None should doubt the doggedness of the BJP’s chase. Cold shouldered by flesh-and-blood icons, the party may well scour Bengal’s literary firmament for the stars that it needs. But even fictive heroes may prove to be elusive for India’s ruling party. Feluda looks best holding a Charminar, not the lotus. Professor Shonku is a man of science. And science — a realm lit up by reason, rationality, facts — is the least favourite of the BJP’s subjects. There is a line of thought that says Ghanashyam Das, quintessentially Bengali in his love for food and leisure, may hold out some hope. In his 75th year of existence, Ghanada remains Bengal’s beloved chronicler of tall tales. Now the BJP, uncharitable opponents insist, knows a thing or two about spinning a yarn. Its stories, about the economy, about sabka vikas and, now, about an impregnable border, have been just that — one tall tale piled neatly upon another. But then Ghanada is certain to fail the parivar’s ideological test. An intelligent reading of his adventures would reveal that this literary hero is emblematic of harmony, effortlessly fusing such competing forces as empiricism and imagination, myth and history.

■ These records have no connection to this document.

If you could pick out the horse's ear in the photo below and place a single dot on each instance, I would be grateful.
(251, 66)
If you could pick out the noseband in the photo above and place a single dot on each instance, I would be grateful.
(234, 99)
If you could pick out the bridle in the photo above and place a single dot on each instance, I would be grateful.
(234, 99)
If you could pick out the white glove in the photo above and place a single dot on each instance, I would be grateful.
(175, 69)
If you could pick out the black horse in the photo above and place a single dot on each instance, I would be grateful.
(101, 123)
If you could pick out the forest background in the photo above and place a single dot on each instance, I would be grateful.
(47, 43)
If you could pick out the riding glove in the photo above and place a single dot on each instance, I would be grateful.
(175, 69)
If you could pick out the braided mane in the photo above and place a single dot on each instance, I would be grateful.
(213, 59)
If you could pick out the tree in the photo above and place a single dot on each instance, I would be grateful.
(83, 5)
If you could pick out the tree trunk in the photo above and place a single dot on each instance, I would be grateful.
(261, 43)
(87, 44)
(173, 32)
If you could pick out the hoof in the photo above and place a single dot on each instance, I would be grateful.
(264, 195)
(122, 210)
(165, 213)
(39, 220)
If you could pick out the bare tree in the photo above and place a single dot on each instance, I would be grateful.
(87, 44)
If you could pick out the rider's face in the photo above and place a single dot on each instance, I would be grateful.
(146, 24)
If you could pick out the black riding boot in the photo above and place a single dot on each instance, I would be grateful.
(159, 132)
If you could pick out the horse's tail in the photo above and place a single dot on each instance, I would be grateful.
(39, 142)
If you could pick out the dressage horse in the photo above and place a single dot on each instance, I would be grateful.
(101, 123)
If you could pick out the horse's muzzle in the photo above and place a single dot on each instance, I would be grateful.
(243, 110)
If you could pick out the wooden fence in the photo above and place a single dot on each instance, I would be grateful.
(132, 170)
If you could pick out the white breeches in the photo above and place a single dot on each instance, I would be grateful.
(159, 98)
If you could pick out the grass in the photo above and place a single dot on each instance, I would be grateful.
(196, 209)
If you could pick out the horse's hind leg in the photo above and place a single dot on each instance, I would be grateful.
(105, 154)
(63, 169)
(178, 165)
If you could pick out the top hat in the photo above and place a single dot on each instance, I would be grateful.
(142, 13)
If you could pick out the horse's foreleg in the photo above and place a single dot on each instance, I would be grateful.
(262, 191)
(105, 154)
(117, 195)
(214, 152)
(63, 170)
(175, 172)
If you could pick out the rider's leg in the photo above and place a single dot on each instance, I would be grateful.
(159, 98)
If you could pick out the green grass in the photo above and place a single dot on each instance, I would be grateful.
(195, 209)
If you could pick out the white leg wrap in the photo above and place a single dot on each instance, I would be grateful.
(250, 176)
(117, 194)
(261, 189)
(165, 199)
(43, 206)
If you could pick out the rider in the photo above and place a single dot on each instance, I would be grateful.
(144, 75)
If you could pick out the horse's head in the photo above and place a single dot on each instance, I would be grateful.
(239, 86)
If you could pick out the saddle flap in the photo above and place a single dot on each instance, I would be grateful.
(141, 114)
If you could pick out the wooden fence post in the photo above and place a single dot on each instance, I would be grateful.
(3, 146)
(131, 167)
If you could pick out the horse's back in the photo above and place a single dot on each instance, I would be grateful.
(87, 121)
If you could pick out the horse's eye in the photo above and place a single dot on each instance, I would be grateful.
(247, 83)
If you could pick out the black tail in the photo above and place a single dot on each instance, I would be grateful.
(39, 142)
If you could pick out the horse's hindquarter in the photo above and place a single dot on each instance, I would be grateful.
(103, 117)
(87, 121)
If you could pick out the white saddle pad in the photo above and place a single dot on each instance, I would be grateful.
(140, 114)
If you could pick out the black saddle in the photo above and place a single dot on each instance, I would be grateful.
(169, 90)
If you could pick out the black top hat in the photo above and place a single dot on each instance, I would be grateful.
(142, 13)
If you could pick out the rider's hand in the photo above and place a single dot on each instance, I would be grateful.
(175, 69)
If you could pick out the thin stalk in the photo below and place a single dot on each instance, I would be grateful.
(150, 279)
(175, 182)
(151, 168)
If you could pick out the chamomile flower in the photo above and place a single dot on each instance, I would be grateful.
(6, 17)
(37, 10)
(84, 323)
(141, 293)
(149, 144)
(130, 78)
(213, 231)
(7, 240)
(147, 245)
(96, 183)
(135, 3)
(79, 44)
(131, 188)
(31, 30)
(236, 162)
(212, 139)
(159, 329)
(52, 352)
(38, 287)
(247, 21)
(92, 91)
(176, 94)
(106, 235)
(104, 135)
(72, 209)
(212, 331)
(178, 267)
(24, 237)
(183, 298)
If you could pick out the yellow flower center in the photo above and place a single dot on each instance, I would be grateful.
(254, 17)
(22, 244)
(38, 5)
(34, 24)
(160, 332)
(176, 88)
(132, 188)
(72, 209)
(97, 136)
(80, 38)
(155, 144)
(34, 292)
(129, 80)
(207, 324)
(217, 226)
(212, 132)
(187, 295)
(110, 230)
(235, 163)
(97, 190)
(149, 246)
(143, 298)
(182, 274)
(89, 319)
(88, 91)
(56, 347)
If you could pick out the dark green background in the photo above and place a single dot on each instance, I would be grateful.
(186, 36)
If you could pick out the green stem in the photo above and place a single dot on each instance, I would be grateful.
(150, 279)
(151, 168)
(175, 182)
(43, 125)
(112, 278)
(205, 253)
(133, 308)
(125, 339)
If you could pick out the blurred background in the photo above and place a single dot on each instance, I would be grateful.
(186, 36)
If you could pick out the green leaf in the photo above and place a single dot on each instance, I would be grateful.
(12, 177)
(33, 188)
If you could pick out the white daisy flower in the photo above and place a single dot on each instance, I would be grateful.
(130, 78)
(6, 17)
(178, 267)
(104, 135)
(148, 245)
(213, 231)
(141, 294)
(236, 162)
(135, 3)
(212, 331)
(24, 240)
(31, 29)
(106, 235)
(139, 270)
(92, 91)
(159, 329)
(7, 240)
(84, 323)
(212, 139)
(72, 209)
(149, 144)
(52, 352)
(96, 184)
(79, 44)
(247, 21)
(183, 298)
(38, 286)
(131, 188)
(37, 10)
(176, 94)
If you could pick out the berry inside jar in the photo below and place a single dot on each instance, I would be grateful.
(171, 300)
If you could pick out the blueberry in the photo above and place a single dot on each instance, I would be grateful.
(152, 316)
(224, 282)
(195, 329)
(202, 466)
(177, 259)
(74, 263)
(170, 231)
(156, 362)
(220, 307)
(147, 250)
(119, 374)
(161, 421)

Harmony as a synonym for hegemony — is that not the grammar of politics that dominates India today? — would have not got a single tale out of a sullen Ghanada’s mouth.

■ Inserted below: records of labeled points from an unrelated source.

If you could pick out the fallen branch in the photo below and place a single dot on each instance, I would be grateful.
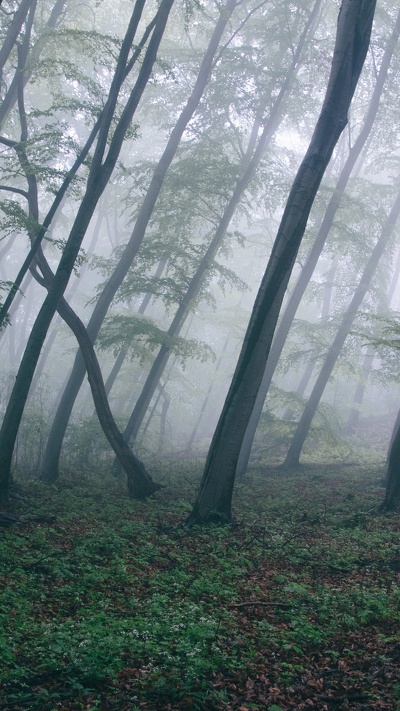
(259, 602)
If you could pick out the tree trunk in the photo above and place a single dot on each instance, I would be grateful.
(293, 455)
(99, 174)
(251, 160)
(312, 259)
(392, 495)
(214, 499)
(53, 448)
(354, 416)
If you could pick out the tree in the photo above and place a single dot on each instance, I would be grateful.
(246, 170)
(293, 454)
(103, 162)
(315, 252)
(352, 40)
(392, 494)
(60, 422)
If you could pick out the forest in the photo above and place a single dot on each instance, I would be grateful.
(199, 336)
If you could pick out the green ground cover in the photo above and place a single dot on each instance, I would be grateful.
(107, 603)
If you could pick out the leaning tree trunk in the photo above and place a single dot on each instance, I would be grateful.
(296, 445)
(51, 457)
(312, 259)
(214, 499)
(100, 171)
(251, 160)
(392, 495)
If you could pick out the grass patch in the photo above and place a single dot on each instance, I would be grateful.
(108, 603)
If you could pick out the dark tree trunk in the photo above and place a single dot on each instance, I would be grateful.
(392, 495)
(354, 416)
(251, 160)
(54, 444)
(312, 259)
(293, 455)
(214, 499)
(99, 174)
(206, 399)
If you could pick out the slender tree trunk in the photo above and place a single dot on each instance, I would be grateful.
(293, 455)
(354, 416)
(53, 448)
(392, 494)
(312, 259)
(251, 161)
(352, 40)
(100, 171)
(207, 397)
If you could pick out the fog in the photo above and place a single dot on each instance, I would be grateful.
(254, 77)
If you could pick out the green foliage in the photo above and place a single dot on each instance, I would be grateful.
(111, 600)
(134, 331)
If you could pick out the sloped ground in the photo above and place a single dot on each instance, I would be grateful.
(107, 603)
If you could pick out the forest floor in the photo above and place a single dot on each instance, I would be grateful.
(107, 603)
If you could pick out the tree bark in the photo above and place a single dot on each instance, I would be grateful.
(294, 451)
(214, 499)
(392, 495)
(251, 161)
(100, 171)
(53, 448)
(312, 259)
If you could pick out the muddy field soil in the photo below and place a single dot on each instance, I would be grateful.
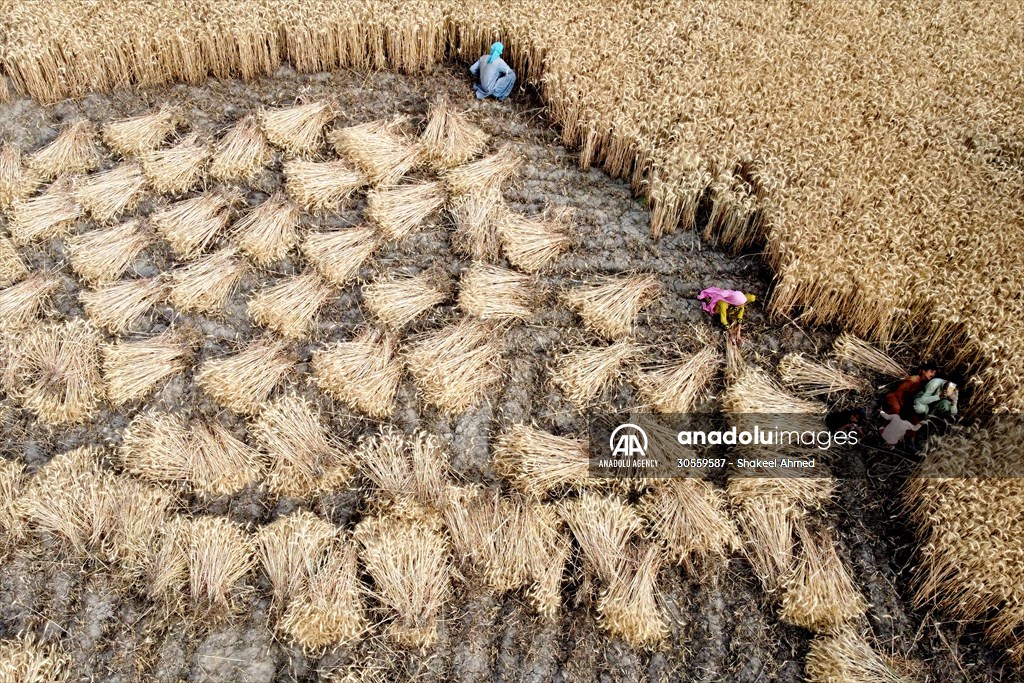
(723, 627)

Of course, the BJP is responding energetically to the barb of being an outsider in Bengal. The prime minister attempted to counter such insinuations with homilies of shared associations. The Tagores, Mr Modi said in his address, had spent time in Ahmedabad, adding that Jnanadanandini Devi, the wife of Satyendranath Tagore, may have learnt to drape the sari in a particular way from Gujarat’s women. But the Trinamul Congress is in no mood to share the icons that it believes are its sole possession: a senior functionary retorted that Parsi women must be given a share for Jnanadanandini’s sartorial revolution.

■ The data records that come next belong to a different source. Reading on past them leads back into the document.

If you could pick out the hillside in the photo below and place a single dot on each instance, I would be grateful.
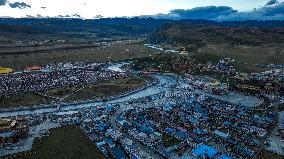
(247, 44)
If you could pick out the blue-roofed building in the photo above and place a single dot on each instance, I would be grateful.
(181, 135)
(170, 130)
(118, 153)
(224, 156)
(204, 151)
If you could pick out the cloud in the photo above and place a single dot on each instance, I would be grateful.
(3, 2)
(273, 10)
(20, 5)
(77, 16)
(272, 2)
(209, 12)
(268, 12)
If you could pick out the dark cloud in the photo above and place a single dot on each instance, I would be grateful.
(3, 2)
(274, 10)
(70, 16)
(20, 5)
(209, 12)
(272, 2)
(270, 12)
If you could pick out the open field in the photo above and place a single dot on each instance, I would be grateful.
(114, 51)
(75, 93)
(64, 143)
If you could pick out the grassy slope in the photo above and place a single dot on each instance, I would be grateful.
(101, 89)
(209, 42)
(63, 143)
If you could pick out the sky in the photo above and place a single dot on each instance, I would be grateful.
(117, 8)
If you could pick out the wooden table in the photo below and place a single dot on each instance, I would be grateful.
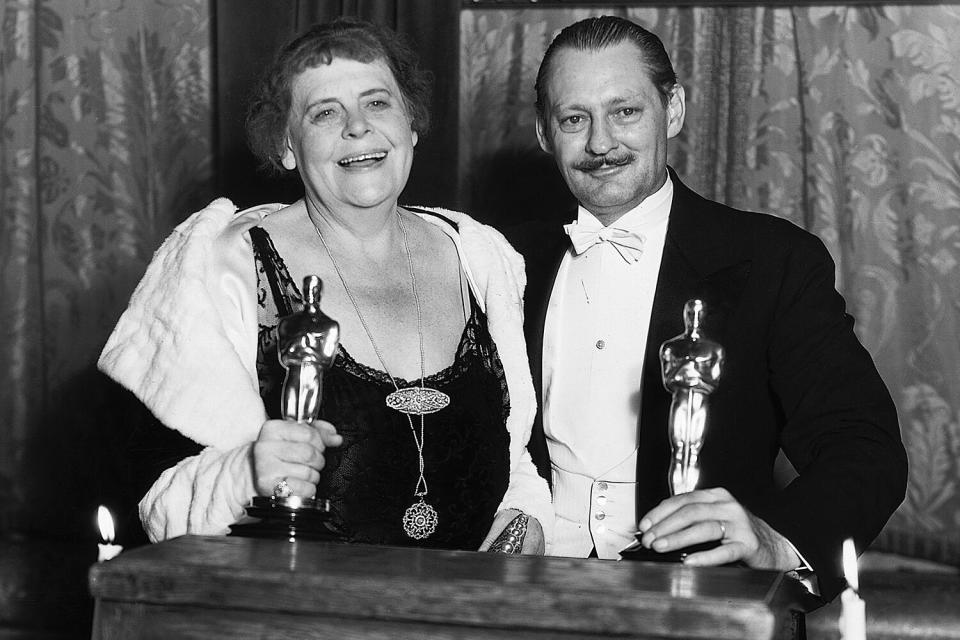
(206, 587)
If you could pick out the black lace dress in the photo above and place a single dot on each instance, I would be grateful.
(371, 478)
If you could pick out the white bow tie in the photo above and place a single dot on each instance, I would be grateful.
(627, 243)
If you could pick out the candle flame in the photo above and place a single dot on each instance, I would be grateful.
(105, 522)
(850, 571)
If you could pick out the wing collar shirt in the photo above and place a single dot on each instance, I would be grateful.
(594, 341)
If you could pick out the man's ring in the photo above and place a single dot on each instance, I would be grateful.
(282, 489)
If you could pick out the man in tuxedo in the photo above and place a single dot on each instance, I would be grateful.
(602, 297)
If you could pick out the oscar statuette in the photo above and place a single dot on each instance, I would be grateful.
(690, 365)
(307, 343)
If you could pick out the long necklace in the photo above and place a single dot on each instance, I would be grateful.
(420, 518)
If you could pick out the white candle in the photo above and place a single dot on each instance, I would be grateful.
(106, 549)
(853, 613)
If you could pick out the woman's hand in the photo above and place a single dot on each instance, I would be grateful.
(532, 541)
(291, 451)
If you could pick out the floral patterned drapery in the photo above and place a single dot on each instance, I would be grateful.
(845, 120)
(105, 128)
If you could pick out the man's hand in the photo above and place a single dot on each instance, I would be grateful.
(713, 514)
(533, 543)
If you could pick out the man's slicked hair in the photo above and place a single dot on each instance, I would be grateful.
(600, 32)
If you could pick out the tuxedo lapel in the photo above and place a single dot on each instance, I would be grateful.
(701, 259)
(543, 253)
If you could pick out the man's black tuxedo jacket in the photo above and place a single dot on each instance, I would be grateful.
(795, 377)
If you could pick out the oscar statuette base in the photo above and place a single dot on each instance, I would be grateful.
(289, 519)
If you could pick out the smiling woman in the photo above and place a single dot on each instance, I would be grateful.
(428, 305)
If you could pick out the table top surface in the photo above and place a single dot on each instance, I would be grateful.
(465, 587)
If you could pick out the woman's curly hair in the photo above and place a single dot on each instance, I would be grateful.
(347, 38)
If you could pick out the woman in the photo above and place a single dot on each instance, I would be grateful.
(424, 299)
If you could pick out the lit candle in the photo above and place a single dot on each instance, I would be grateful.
(106, 549)
(853, 615)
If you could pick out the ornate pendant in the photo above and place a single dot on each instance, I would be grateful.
(420, 520)
(417, 400)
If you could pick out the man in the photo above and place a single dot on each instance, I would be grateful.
(600, 302)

These bizarre exchanges would have been mildly comical had it not been for the greater unfolding tragedy in which the TMC is complicit along with the BJP. Regional identity has been made vulnerable to political weaponization with electoral adversaries keeping the sub-national pot and its narratives on the boil. Modi has special use for Gujarati asmita. He has repeatedly invoked this template of parochial pride — in effect, an indigenous version of the identitarian sensibility — to project a sense of solidarity with a people who are made to believe in slights, real or imagined. The TMC may have simply taken a leaf out of Modi’s book, forcing the BJP to cry wolf.

The chief contenders for Bengal’s political crown are relying on two different kinds of divisive insularities — one majoritarian, the other ethno-cultural — to win an assembly election in a country that is meant to uphold — politically, philosophically and constitutionally — the notion of wholeness.

But that is not the only irony. The ingenious application of provincialism in the defence of the fraying ethos of pluralism is indicative of a larger regression that would have made Bengal’s icons shudder.